Up Close And From Afar, The View Through the Lens of an American Living in the UK

By Dawn M. Sanders

Being born and raised atop what I would later find to be America’s, city-on-the-hill status to the rest of the world, we only knew of how life affected us, but not faraway places of, ‘them’, somewhere out there…

Growing up in a disadvantaged family, my siblings and I were not encouraged to question: doctor was always right and my mother described herself as a flag waver, her brother having been killed in the Korean war, as American might was felt around the world. In the post-Vietnam fallout, no one heard of the US-backed 1973 coup of Salvador Allende, replaced with Augusto Pinochet, a merciless dictator. To this day, on the whole Americans know nothing of their endless wars.

Hailing from California, one of the most liberal states, I was used to diversity – whether a lot of kids of colour at school, meeting the odd person from China or going to camp with kids who had various additional needs. Yet within my own household there were certain prejudices harboured I never agreed with, such as  against people of colour.

Upon immigrating to the UK, I landed in a post-Thatcher Britain still talking of poll tax riots. Part of the appeal of coming to the UK, was eventually, I might be a European citizen in tandem with my UK status – how naïve I was.

After 9/11 and the subsequent bombing of Afghanistan, I swiftly awakened to the crimes of my former country and on the cusp of an International Politics degree, I had started feeling a shamed of being American. Meeting other expats, I found they too loathed George W. Bush Jr. – detesting any association with him.

Any lingering American hegemony at the start of the millennium was quickly replaced with a more aggressive agenda, signalling the starting gun of the culture wars that ensued – manifesting in Bush’s “War On Terror”. As America was the protagonist in pitting west against east, urging allies to do its bidding in Iraq, in the rear view mirror of hindsight, it was not difficult to ascertain how I felt psychologically. Listening to brash American ground troopers boast of “lighting up” Iraqis in their homes or on the streets, made my blood run cold. With America as the main perpetrator, was Tony Blair’s declaration that “The UK would stand shoulder to shoulder…” so we too were fully immersed in the invasion.

In the 80s the US had Reagan and the UK had Thatcher, setting the stage for puppet politics, so the Bush and Blair master and servant scenario was no exception. “Not in my name” was the slogan of the anti-Iraq demonstrations, where I was compelled to march all of them.

Travelling to the Middle East in 2006 at the height of the invasion, I knew being American would not be popular, so despite my green passport, in meeting people, I would identify as British – it was after all, the lesser of two evils.

As the war raging in the Middle East burnt into the Western psyche as a permanent fixture of political and cultural decay, by 2010 with the Tories back in power, traditional class wars throughout Europe and America were reignited as western  partnerships implemented austerity.

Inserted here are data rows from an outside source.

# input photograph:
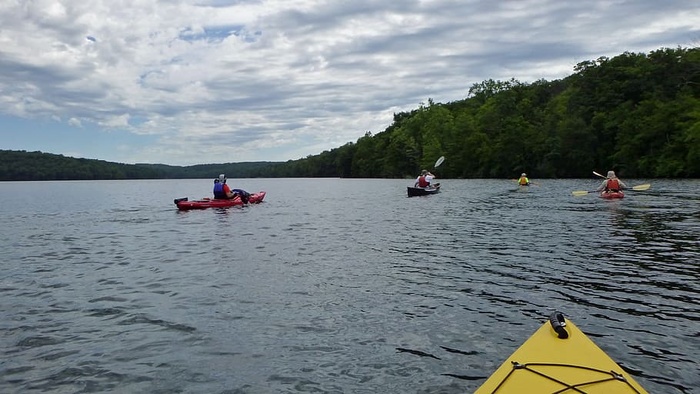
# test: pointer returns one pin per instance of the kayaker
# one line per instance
(226, 192)
(523, 181)
(424, 179)
(221, 189)
(611, 184)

Growing up Stateside, presidential elections were minor but significant occasions – for many just another day, as democracy was like turning on a tap, there when we expected it. However, record turnout for Barack Obama was simply astounding. Donald Trump’s election has often been described as a product of our times or whitelash of Obama’s tenure. As it became apparent, Trump not only did not represent the America I grew up in, he embodied a new brand of right-wing extremism. There is a wide consensus that Trumpism is firmly entrenched in American conservatism and will be his legacy.

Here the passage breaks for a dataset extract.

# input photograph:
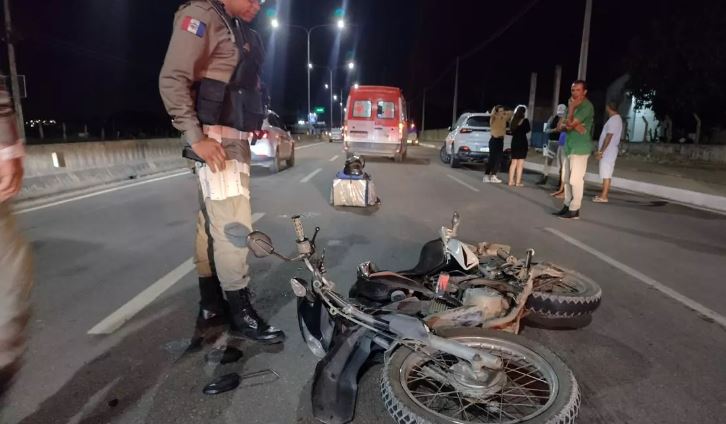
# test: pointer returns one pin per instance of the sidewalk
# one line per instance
(702, 185)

As Trump rose to power, behind closed doors, the same extremism was being carefully planned in the UK, with Steve Bannon (who later became Trump’s Chief Strategist and  senior Councillor) and veterans of the Tory party with long-running aspirations of leaving the European Union. The Brexit project, a definitive referendum costing two prime ministers, aligned UK politics with the far-right. Trumpism has replaced waning American hegemony, to the disgust of us on the left, UK conservatives were all too happy to lurch further to the right – polarising the UK in a Brexit vs anti-Brexit parroting of divide-and-rule tactics.  Despite Trump’s contemptuous personality and lack of political know how, the world  has witnessed in horror, a potent wave of Trumpism sweep America – spawning other extremist right-wing leaders, such as Brazil’s Jair Bolsonaro and India’s Narendra Modi.

With an emerging progressive movement opposing the onslaught of growing demagoguery, it has become a tug-of-war of ideologies on both sides of the pond. However, more middle-of-the-road, figures have emerged: in UK Labour’s Keir Starmer and the former vice-president to Obama, Joe Biden. There is seemingly a  budding mediocrity: as progressivism has largely been trodden over by ideologues. Now that Biden has clenched victory in a seismic US election, progression may still shine.

As the UK is poised to leave the EU, the US election result has stratospheric implications for the UK’s Brexit, as Boris Johnson will cling to the dream without Trumps influence.

This article puts it into a nutshell: as Starmer seeks to replicate Biden’s multilateral approach in a trans-Atlantic preference for mediocrity over dictatorship. As Owen Jones, founder of the Stop Trump Coalition and progressive journalist, suggested during a post US election discussion, Starmer and Biden would at least provide a bridge to hope.